Molte persone si lamentano di dormire poco o male, di svegliarsi stanche o di impiegare troppo tempo per addormentarsi. In assenza di disturbi medici specifici (come insonnia cronica o apnee notturne), gran parte dei problemi di sonno è legata a cattive abitudini nelle ore che precedono il riposo.
Una strategia semplice e utile per migliorare l’igiene del sonno è la cosiddetta regola del 10-3-2-1-0, proposta tra l’altro anche dalla Sleep Foundation.
Che cos’è la regola del 10-3-2-1-0?
È un acronimo numerico facile da ricordare, in cui ogni numero rappresenta quante ore prima di andare a dormire bisognerebbe evitare una specifica abitudine o sostanza, oppure adottare un comportamento favorevole al sonno.
Ecco cosa significa:
- 10 ore senza caffeina
- 3 ore senza cibo e alcol
- 2 ore senza attività di lavoro o attività stimolanti
- 1 ora senza schermi (TV, smartphone, tablet, PC)
- 0 volte in cui premi il tasto “snooze” al mattino
10 ore senza caffeina
La caffeina ha un’emivita biologica media di circa 5-6 ore, ma in alcune persone può restare attiva molto più a lungo.
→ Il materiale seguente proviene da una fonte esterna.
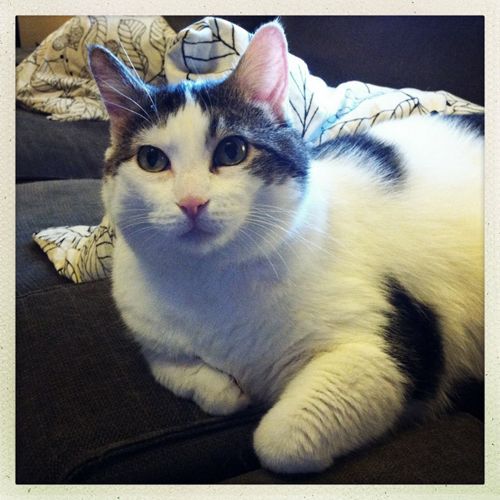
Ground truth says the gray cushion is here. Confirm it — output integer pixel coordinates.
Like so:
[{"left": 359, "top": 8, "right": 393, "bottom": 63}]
[
  {"left": 16, "top": 179, "right": 104, "bottom": 295},
  {"left": 16, "top": 108, "right": 109, "bottom": 182}
]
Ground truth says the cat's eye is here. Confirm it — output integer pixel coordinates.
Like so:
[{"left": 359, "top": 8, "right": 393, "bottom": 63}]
[
  {"left": 214, "top": 135, "right": 248, "bottom": 167},
  {"left": 137, "top": 146, "right": 170, "bottom": 172}
]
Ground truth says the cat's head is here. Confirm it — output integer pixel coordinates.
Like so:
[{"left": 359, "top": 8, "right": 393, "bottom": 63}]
[{"left": 89, "top": 23, "right": 308, "bottom": 266}]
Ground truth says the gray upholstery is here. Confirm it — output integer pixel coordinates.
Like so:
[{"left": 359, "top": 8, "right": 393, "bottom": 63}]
[{"left": 16, "top": 17, "right": 484, "bottom": 484}]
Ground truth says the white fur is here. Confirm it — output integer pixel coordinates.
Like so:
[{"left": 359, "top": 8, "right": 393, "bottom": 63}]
[{"left": 104, "top": 108, "right": 483, "bottom": 472}]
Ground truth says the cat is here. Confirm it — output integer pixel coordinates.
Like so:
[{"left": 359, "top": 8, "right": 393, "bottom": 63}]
[{"left": 89, "top": 22, "right": 484, "bottom": 473}]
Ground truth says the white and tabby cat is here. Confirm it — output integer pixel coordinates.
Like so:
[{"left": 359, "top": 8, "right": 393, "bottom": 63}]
[{"left": 90, "top": 23, "right": 483, "bottom": 472}]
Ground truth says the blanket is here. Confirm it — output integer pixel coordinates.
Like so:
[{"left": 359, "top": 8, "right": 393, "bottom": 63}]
[{"left": 16, "top": 16, "right": 484, "bottom": 283}]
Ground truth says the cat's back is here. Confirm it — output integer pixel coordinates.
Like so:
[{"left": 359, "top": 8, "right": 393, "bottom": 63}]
[{"left": 311, "top": 116, "right": 484, "bottom": 354}]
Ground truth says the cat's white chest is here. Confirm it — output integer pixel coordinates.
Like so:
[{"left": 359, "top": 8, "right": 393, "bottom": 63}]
[{"left": 113, "top": 235, "right": 297, "bottom": 398}]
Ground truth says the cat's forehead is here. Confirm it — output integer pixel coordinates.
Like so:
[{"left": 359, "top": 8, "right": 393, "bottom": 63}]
[{"left": 136, "top": 91, "right": 212, "bottom": 155}]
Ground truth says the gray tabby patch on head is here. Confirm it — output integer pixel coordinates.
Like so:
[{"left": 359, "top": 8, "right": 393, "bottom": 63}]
[{"left": 89, "top": 23, "right": 309, "bottom": 184}]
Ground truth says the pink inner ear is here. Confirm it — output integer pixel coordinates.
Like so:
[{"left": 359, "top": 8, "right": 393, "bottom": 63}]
[{"left": 236, "top": 23, "right": 288, "bottom": 118}]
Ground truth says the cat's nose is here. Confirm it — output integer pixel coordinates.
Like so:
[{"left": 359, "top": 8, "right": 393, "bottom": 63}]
[{"left": 177, "top": 196, "right": 210, "bottom": 220}]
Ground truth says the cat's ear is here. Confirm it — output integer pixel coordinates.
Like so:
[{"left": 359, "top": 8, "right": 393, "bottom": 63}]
[
  {"left": 230, "top": 22, "right": 288, "bottom": 119},
  {"left": 88, "top": 45, "right": 148, "bottom": 130}
]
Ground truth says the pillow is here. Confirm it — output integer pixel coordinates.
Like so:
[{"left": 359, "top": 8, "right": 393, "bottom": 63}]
[{"left": 28, "top": 17, "right": 484, "bottom": 283}]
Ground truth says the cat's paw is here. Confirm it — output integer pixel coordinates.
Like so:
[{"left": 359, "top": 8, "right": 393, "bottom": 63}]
[
  {"left": 193, "top": 368, "right": 250, "bottom": 415},
  {"left": 151, "top": 362, "right": 250, "bottom": 415},
  {"left": 254, "top": 407, "right": 333, "bottom": 474}
]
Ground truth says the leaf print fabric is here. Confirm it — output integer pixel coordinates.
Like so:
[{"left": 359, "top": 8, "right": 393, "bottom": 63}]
[
  {"left": 24, "top": 16, "right": 484, "bottom": 283},
  {"left": 16, "top": 16, "right": 175, "bottom": 121}
]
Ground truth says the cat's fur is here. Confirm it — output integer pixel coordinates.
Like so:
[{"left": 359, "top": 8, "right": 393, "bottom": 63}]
[{"left": 90, "top": 23, "right": 483, "bottom": 472}]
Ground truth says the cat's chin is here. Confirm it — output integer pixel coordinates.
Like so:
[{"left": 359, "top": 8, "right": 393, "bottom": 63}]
[{"left": 179, "top": 227, "right": 216, "bottom": 245}]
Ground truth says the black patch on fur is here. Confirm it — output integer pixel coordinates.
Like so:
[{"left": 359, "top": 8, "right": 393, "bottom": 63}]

Ciò significa che una tazza di caffè bevuta nel pomeriggio può interferire con l’addormentamento anche a distanza di molte ore.
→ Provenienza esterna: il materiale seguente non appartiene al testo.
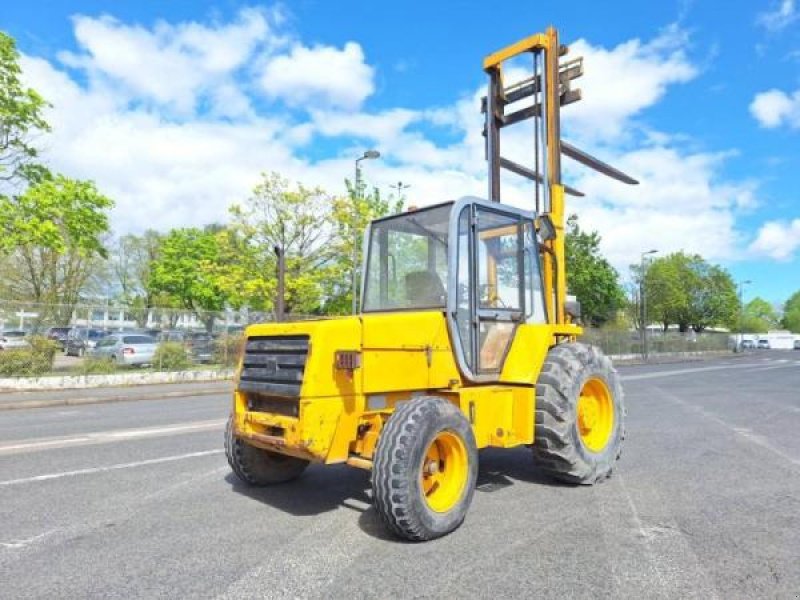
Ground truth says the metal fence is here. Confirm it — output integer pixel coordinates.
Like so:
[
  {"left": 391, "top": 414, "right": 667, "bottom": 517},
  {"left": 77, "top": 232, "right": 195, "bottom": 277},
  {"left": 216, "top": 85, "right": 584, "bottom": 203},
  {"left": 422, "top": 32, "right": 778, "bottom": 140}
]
[{"left": 581, "top": 328, "right": 733, "bottom": 356}]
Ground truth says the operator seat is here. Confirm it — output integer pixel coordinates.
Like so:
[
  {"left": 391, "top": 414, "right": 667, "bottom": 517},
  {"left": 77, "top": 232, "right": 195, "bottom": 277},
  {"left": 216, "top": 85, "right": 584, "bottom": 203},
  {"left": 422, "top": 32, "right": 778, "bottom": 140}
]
[{"left": 406, "top": 271, "right": 447, "bottom": 307}]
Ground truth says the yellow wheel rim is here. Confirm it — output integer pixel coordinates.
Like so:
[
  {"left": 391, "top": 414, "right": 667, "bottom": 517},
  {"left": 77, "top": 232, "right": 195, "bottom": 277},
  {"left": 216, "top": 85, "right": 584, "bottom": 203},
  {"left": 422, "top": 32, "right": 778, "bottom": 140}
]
[
  {"left": 578, "top": 377, "right": 614, "bottom": 452},
  {"left": 420, "top": 431, "right": 469, "bottom": 512}
]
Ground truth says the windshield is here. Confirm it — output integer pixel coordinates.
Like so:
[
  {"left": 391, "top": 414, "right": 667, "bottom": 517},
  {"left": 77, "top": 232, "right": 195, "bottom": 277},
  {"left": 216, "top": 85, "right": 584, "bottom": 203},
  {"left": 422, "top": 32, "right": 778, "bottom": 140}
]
[{"left": 363, "top": 203, "right": 453, "bottom": 312}]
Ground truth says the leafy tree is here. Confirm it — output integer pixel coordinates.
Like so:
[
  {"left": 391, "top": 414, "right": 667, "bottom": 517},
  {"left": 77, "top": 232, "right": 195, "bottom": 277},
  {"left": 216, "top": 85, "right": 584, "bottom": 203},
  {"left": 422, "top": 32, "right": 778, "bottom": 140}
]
[
  {"left": 323, "top": 180, "right": 403, "bottom": 314},
  {"left": 781, "top": 290, "right": 800, "bottom": 333},
  {"left": 565, "top": 215, "right": 625, "bottom": 326},
  {"left": 741, "top": 298, "right": 778, "bottom": 333},
  {"left": 645, "top": 252, "right": 739, "bottom": 332},
  {"left": 0, "top": 175, "right": 113, "bottom": 322},
  {"left": 632, "top": 255, "right": 689, "bottom": 331},
  {"left": 230, "top": 173, "right": 337, "bottom": 314},
  {"left": 109, "top": 229, "right": 176, "bottom": 326},
  {"left": 0, "top": 31, "right": 50, "bottom": 188},
  {"left": 690, "top": 259, "right": 739, "bottom": 333},
  {"left": 148, "top": 228, "right": 228, "bottom": 331}
]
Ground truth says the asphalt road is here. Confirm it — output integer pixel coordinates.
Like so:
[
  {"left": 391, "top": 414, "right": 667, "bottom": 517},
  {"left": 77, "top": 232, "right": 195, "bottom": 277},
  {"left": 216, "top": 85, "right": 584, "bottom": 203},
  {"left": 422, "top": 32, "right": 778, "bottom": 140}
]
[{"left": 0, "top": 351, "right": 800, "bottom": 599}]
Caffè, tè, bevande energetiche, cola, e persino cioccolato fondente contengono caffeina.
Sospendere l’assunzione almeno 10 ore prima di andare a letto è una misura utile per evitare che il sistema nervoso sia ancora stimolato al momento del riposo.
3 ore senza cibo e alcol
Mangiare tardi la sera, soprattutto cibi ricchi di grassi e zuccheri, rallenta la digestione e può disturbare il sonno. Lo stesso vale per l’alcol: anche se inizialmente può dare una sensazione di rilassamento, interferisce con le fasi profonde del sonno e aumenta la probabilità di risvegli notturni.
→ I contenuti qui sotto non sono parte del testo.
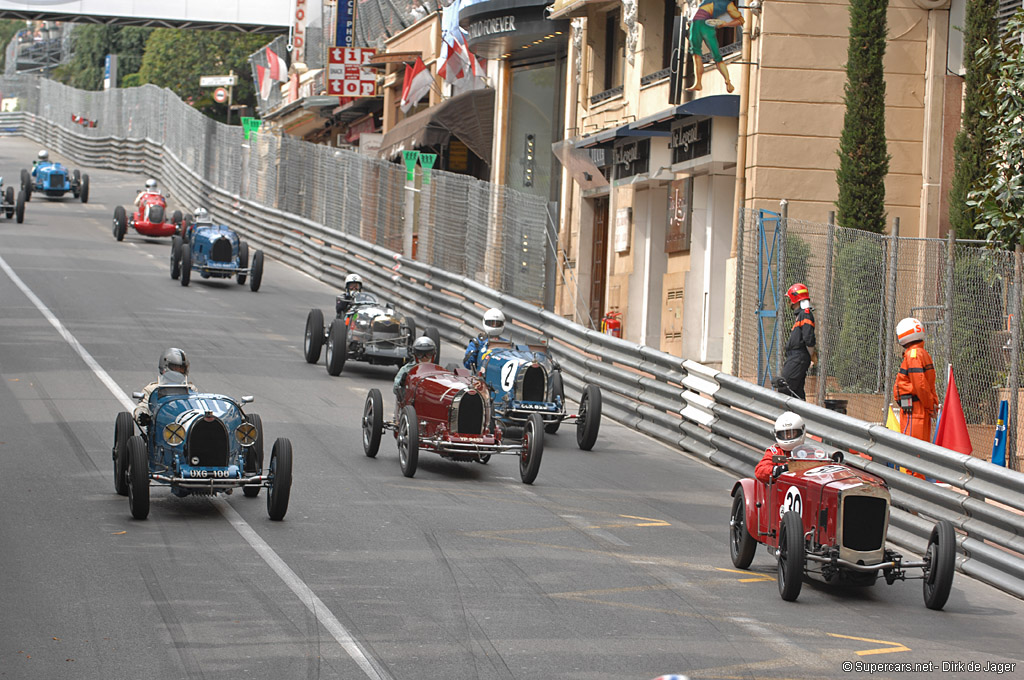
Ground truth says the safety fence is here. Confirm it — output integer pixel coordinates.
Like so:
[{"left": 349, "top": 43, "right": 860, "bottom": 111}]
[
  {"left": 0, "top": 94, "right": 1024, "bottom": 597},
  {"left": 0, "top": 77, "right": 548, "bottom": 301},
  {"left": 730, "top": 211, "right": 1024, "bottom": 470}
]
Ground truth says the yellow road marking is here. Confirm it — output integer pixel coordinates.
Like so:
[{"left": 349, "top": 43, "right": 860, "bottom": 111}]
[
  {"left": 715, "top": 566, "right": 775, "bottom": 583},
  {"left": 828, "top": 633, "right": 910, "bottom": 656}
]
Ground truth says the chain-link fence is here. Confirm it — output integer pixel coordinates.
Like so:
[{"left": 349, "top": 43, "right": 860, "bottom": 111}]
[
  {"left": 0, "top": 72, "right": 547, "bottom": 303},
  {"left": 726, "top": 206, "right": 1024, "bottom": 466}
]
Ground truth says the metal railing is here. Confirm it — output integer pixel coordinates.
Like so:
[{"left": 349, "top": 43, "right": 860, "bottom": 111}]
[{"left": 0, "top": 99, "right": 1024, "bottom": 597}]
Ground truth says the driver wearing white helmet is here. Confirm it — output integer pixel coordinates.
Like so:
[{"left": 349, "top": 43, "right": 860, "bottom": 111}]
[
  {"left": 754, "top": 411, "right": 807, "bottom": 484},
  {"left": 462, "top": 307, "right": 505, "bottom": 373}
]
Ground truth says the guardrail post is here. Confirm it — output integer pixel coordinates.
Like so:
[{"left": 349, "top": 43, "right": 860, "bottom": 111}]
[
  {"left": 1007, "top": 244, "right": 1024, "bottom": 470},
  {"left": 775, "top": 199, "right": 790, "bottom": 378},
  {"left": 817, "top": 210, "right": 836, "bottom": 407},
  {"left": 879, "top": 217, "right": 899, "bottom": 411}
]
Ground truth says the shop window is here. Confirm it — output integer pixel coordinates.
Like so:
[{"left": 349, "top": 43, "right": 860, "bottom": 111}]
[{"left": 604, "top": 9, "right": 626, "bottom": 90}]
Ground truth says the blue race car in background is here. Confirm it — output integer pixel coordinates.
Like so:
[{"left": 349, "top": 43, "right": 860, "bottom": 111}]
[
  {"left": 0, "top": 177, "right": 25, "bottom": 224},
  {"left": 113, "top": 378, "right": 292, "bottom": 520},
  {"left": 22, "top": 161, "right": 89, "bottom": 203},
  {"left": 171, "top": 223, "right": 263, "bottom": 292},
  {"left": 480, "top": 338, "right": 601, "bottom": 451}
]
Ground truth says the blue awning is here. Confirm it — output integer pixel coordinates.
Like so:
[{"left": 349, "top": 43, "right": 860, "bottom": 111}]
[{"left": 629, "top": 94, "right": 739, "bottom": 130}]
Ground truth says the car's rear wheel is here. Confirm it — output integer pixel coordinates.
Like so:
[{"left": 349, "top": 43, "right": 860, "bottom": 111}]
[
  {"left": 238, "top": 241, "right": 249, "bottom": 286},
  {"left": 397, "top": 406, "right": 420, "bottom": 477},
  {"left": 181, "top": 243, "right": 191, "bottom": 286},
  {"left": 171, "top": 235, "right": 181, "bottom": 281},
  {"left": 577, "top": 385, "right": 601, "bottom": 451},
  {"left": 925, "top": 519, "right": 956, "bottom": 609},
  {"left": 362, "top": 387, "right": 384, "bottom": 458},
  {"left": 544, "top": 369, "right": 565, "bottom": 434},
  {"left": 778, "top": 510, "right": 806, "bottom": 602},
  {"left": 112, "top": 411, "right": 135, "bottom": 496},
  {"left": 327, "top": 318, "right": 348, "bottom": 376},
  {"left": 127, "top": 434, "right": 150, "bottom": 519},
  {"left": 114, "top": 206, "right": 128, "bottom": 241},
  {"left": 266, "top": 437, "right": 292, "bottom": 521},
  {"left": 302, "top": 308, "right": 324, "bottom": 364},
  {"left": 242, "top": 413, "right": 263, "bottom": 498},
  {"left": 249, "top": 250, "right": 263, "bottom": 293},
  {"left": 729, "top": 487, "right": 758, "bottom": 569},
  {"left": 519, "top": 413, "right": 544, "bottom": 484},
  {"left": 423, "top": 326, "right": 441, "bottom": 364}
]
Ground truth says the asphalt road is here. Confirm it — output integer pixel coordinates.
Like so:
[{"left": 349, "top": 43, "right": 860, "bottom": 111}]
[{"left": 0, "top": 138, "right": 1024, "bottom": 680}]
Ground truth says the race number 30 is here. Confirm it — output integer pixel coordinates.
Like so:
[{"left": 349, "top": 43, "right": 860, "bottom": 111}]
[{"left": 778, "top": 486, "right": 804, "bottom": 517}]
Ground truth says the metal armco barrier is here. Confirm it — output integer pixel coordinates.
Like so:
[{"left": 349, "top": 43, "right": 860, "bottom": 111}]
[{"left": 0, "top": 107, "right": 1024, "bottom": 598}]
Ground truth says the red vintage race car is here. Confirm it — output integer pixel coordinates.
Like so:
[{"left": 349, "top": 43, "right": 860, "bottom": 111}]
[
  {"left": 729, "top": 442, "right": 956, "bottom": 609},
  {"left": 362, "top": 364, "right": 544, "bottom": 484},
  {"left": 114, "top": 192, "right": 181, "bottom": 241}
]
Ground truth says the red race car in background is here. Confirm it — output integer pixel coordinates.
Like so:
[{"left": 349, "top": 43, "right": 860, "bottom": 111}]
[
  {"left": 114, "top": 192, "right": 181, "bottom": 241},
  {"left": 729, "top": 442, "right": 956, "bottom": 609},
  {"left": 362, "top": 364, "right": 544, "bottom": 484}
]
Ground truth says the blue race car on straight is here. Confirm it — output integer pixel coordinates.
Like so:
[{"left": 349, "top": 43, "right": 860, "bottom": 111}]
[
  {"left": 113, "top": 378, "right": 292, "bottom": 520},
  {"left": 480, "top": 338, "right": 601, "bottom": 451},
  {"left": 171, "top": 223, "right": 263, "bottom": 293},
  {"left": 22, "top": 152, "right": 89, "bottom": 203}
]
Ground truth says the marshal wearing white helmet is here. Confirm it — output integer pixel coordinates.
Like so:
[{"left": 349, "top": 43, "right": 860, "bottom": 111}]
[
  {"left": 754, "top": 411, "right": 807, "bottom": 484},
  {"left": 462, "top": 307, "right": 507, "bottom": 373}
]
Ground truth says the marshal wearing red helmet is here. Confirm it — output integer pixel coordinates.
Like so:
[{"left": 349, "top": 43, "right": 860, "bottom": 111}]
[{"left": 779, "top": 284, "right": 818, "bottom": 399}]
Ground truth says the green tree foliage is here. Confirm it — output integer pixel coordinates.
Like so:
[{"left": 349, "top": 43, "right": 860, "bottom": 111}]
[
  {"left": 130, "top": 29, "right": 267, "bottom": 120},
  {"left": 836, "top": 0, "right": 889, "bottom": 233},
  {"left": 967, "top": 11, "right": 1024, "bottom": 248},
  {"left": 0, "top": 18, "right": 25, "bottom": 74},
  {"left": 53, "top": 24, "right": 153, "bottom": 90},
  {"left": 828, "top": 235, "right": 885, "bottom": 392},
  {"left": 949, "top": 0, "right": 997, "bottom": 239}
]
L’ideale è cenare almeno tre ore prima di coricarsi, con un pasto leggero e bilanciato, evitando cibi piccanti, fritti o molto salati.
2 ore senza lavoro o attività mentali intense
Continuare a lavorare fino a tarda sera, rispondere a email di lavoro o restare mentalmente “attivi” con compiti impegnativi impedisce al cervello di passare alla fase di de-attivazione necessaria per addormentarsi facilmente.
Bisognerebbe staccare da lavoro o attività mentali impegnative almeno 2 ore prima di dormire, dedicandosi invece a letture rilassanti, conversazioni tranquille o altre attività a bassa stimolazione.
1 ora senza schermi
La luce blu emessa da schermi LED (smartphone, tablet, computer, televisori) inibisce la produzione di melatonina, l’ormone naturale che regola il ciclo sonno-veglia. Anche se molti dispositivi hanno la “modalità notte”, non è sufficiente per annullare del tutto l’effetto biologico della luce blu.
È raccomandabile evitare gli schermi per almeno un’ora prima di andare a letto, e utilizzare questo tempo per attività che favoriscono il rilassamento.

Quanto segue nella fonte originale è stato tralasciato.